Who doesn't love a good fire? This fireplace was, however, in the dog box for a long time when leftover embers started a fire on a snowy day when the wind picked up unexpectedly. We were lucky – neighbours taking their rubbish out saw the smoke, alerted the fire brigade and controlled the flames. By the time we got home from our chilly mountain bike ride, the fire brigade was in full swing and the silver tussock around the fireplace was charred wisps. We learned a lesson and now have less flammable flax close to the fire, as well as a strict rule on soaking the embers before going to bed.
There won't be many people in Los Angeles thinking they love fire right now. At least 12,000 structures have burned and 27 people have died. This event is one of the most notable climate change-driven disasters in the western world of late, but will anything change as a result? That's what I've been wondering as the rhetoric around rebuilding starts before the fires are even contained.
Anyone who has lived through a destructive event like a fire, an earthquake, or a hurricane, recognises the stages in the process. First off, you're surviving. However, it's not long before people want a path back to normality – the cries of, 'We will rebuild!' rise. It's estimated $250 billion worth of infrastructure has burned in LA. But should people rebuild? Should they rebuild in a place that will suffer the same set of events again – drought, low humidity, very strong and dry winds?
The systems we have to make major decisions cope poorly with the need for sudden change at scale – our systems and behaviours are about preserving the status quo or incremental change. I have been thinking about some of these in relation to our Canterbury earthquake experience.

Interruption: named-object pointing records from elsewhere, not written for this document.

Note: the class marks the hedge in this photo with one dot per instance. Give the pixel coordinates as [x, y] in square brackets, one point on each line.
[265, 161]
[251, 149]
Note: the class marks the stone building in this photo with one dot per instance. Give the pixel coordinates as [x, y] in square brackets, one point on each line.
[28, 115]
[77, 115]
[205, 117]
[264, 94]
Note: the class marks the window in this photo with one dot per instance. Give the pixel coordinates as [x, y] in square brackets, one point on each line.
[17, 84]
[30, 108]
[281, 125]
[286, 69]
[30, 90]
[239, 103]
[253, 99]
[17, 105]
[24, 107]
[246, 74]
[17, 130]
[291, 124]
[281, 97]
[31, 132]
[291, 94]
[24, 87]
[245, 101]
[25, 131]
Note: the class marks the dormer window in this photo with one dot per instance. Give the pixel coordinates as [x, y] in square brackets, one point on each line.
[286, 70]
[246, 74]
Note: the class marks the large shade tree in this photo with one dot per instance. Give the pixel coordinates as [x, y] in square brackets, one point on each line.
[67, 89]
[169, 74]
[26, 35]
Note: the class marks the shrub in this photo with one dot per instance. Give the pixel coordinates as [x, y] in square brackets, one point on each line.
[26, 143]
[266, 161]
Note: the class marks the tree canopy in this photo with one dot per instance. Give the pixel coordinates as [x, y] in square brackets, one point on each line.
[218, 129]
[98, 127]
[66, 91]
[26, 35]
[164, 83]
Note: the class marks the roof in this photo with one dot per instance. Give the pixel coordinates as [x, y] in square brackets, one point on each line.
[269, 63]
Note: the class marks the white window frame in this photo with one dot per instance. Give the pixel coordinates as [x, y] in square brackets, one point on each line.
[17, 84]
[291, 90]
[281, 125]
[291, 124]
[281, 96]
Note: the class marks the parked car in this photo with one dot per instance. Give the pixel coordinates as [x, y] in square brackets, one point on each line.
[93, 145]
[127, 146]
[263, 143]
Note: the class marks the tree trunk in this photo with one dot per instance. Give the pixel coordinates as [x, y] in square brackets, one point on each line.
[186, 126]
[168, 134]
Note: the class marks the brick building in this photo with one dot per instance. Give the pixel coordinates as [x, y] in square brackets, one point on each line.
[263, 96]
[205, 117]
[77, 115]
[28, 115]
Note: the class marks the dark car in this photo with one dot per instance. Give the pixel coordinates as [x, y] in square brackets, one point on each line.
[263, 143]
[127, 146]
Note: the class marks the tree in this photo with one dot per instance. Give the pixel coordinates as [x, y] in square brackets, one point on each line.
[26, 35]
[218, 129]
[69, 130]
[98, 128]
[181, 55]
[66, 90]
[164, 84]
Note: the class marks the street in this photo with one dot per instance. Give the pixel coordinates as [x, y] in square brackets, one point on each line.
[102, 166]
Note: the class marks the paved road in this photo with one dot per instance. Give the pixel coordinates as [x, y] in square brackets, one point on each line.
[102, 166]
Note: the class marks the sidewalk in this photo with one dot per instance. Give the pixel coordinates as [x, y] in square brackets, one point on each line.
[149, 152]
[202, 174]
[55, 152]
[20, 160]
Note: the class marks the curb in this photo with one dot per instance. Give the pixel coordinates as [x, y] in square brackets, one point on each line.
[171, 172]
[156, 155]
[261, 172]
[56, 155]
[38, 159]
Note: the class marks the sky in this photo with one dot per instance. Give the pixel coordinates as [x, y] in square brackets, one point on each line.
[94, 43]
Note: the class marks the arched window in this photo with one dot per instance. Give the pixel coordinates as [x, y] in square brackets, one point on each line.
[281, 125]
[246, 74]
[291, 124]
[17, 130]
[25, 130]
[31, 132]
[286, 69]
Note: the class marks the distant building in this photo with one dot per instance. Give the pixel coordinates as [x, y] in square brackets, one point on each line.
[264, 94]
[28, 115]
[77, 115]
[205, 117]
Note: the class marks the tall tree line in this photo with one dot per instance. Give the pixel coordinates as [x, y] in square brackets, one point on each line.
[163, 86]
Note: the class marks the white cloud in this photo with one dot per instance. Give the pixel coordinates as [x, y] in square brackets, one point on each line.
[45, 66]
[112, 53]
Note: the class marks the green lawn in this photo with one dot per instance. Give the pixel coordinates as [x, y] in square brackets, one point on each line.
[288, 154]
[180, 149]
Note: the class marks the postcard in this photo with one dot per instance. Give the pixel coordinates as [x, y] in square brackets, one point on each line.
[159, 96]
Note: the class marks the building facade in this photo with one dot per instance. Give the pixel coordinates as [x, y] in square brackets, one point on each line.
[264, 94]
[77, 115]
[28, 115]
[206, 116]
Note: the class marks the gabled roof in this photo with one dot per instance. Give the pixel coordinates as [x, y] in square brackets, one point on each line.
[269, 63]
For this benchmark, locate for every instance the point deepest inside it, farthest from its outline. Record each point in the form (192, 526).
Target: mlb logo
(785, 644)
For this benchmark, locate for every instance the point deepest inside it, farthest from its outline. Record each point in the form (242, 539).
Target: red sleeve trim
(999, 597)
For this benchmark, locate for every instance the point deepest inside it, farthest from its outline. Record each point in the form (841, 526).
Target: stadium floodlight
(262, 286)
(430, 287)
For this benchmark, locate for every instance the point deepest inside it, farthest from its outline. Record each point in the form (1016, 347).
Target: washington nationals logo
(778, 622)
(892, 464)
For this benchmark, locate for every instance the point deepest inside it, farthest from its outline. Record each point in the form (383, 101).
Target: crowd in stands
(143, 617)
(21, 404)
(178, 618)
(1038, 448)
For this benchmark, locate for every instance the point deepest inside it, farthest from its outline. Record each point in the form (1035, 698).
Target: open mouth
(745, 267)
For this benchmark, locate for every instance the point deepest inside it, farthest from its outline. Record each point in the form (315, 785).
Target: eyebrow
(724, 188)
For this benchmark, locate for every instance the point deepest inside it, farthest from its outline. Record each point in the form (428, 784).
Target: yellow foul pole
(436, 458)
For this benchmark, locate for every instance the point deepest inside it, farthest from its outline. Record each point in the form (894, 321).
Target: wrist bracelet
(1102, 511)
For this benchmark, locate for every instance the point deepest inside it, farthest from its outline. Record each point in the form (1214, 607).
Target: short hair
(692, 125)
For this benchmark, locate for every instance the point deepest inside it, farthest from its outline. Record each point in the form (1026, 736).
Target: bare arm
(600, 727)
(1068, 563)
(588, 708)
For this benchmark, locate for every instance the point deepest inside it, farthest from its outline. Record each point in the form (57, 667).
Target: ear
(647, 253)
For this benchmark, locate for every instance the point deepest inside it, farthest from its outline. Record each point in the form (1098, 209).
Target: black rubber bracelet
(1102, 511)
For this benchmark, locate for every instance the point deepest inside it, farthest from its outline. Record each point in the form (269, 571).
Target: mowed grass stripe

Insurance...one of the few existing systems that could significantly alter choice about where we live in relation to climate change. People need to take out loans to buy houses...banks require insurance to give loans...no insurance, no loans, fewer house sales, lower house prices, people moving to less risky areas. Except it hasn't happened yet.
You would think the LA fires might crater the ability to get insurance in LA. However, the State of California has just ruled insurance companies must roll over insurance policies. California also has a cap on how much insurance companies can charge, so companies can't fully factor risk into their policies. Maybe insurance companies will go broke in the process of paying out for the fires and take themselves out of the market?
New Zealand is not so different from California. Here, our government is considering providing insurance to people where insurers won't insure. Is that a sensible pathway forward? Knowingly allowing people to maintain homes as well as build new ones in risky areas?
Land zoning...land can be zoned such that it cannot be built on. The red zone was created after the Canterbury earthquakes here. It was a slow and painful process, in part because people don't want their house/land identified as a place you can't build. They want to stay where they are and keep their monetary value. After the earthquakes, people were thrilled if they were zoned orange (damaged land requiring special foundations) and they could stay; later many wished they'd been zoned red as their rebuild took many years and huge amounts of money.
Land zoning could also require building in different ways in fire-prone areas – minimising planting of vegetation that can burn; maximising roads as escape paths and fire breaks; building with fire-resistant materials; having sprinkler systems; building apartments rather than standalone houses, thus increasing density and avoiding areas of fire danger while minimising infrastructure needing protection. However, the State of California is already trying to make it easier for people to rebuild rapidly rather than differently. 44 million houses in the USA are in areas prone to wildfire. If things don't change, the same things will happen – parts of Malibu have been burned and rebuilt multiple times.
Rebuilding of structures...stating 'we will rebuild' is a cry of hope, of determination. It's also something we know we can do, build infrastructure. However, there is no infinite capacity to build – construction materials, labour, energy, are all limited. Simplistically, if you are rebuilding houses which used to exist, there are other new houses, or schools, or hospitals, or something else you aren't building.
New Zealand has experienced the same scenario of rebuilding after the Canterbury Earthquakes, the Kaikoura Earthquakes, Cyclone Gabrielle. We are still trying to get back to 'where we were before'. What happens when there are constant disasters and you can't catch up? When large portions of your country's income are dedicated to rebuilding rather than education, or health, or social security?
Flight of jobs...people want to live places because of familiarity, community, and jobs. What say the jobs move? Businesses that lease premises might not want to wait for rebuilds – they need to keep operating. Will communities plan to rebuild houses while workplaces take flight, then people find there is no employment?
It doesn't take much stretching of the imagination to see burned LA communities being rebuilt in the same places, just like they were before, then burning again in the future.
If Los Angeles...California...the USA...the developed world don't change their behaviour as the result of the LA fires, will anything ever change?